The Pentastar is the first new Chrysler V-6 engine in a decade, and it sports 290 horsepower. I drove a 2013 that had a five-speed automatic, but the 2014 model will have an eight-speed automatic. That should yield better fuel economy and a nicer driving experience. Fuel economy is rated at 16 city and 23 highway for four-wheel drive.
With four-wheel independent suspension, almost 50-50 weight distribution and responsive steering and handling, the Durango has driving dynamics better than what you typically find in a sport utility.
In normal driving, the Durango was as quiet and smooth as many luxury sedans. The heated and cooled leather seats, navigation system, three-zone climate control, Uconnect Bluetooth system and nine-speaker audio system added greatly to creature comforts. The ride was supple yet firm.
The Durango’s styling is simple and uncluttered, almost to the point of being boring. I prefer that kind of look to one that is gimmicky and busy because it will wear well over a longer period of time.

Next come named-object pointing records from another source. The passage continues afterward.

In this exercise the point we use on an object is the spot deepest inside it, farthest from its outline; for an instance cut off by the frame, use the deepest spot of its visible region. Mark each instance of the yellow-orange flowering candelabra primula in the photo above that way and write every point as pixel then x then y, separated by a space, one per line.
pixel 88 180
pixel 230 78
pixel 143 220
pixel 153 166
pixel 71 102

I drove the top Citadel model, and it was equipped with adaptive cruise control, blind-spot monitor, forward collision warning and a load-leveling rear suspension.
The V-6 all-wheel-drive system does not have an extra low range, and while that might limit its off-road capability, it is something that only a small handful of buyers will find useful. Those that require the extra low range can get it with the Hemi engine.
Three-row SUVs are popular with families who do carpooling or have more than two children. The Durango can accommodate seven people, thanks to the folding third-row seat. The test vehicle was equipped with second-row captain’s chairs that make it easier for entry to the third row. The optional second-row console is handy for extra storage.
Third-seat legroom is tight, and there is not much luggage space when the third seat is up, but that’s pretty standard for all but the largest SUVs.
Standard safety features include anti-lock brakes, vehicle stability control and front, side and side-curtain airbags. Hill-start assist keeps the vehicle from rolling backward on steep roads, and trailer sway damping is useful for towing.
The base price of the test car was $42,195. Options included adaptive cruise control, blind-spot monitor, forward collision warning, trailer tow package, second-row captain’s chairs, class IV trailer hitch, second-row console, heavy-duty alternator and illuminated rear cup holders. The sticker price was $46,775.
Three years or 36,000 miles, with a five-year, 100,000-mile powertrain warranty.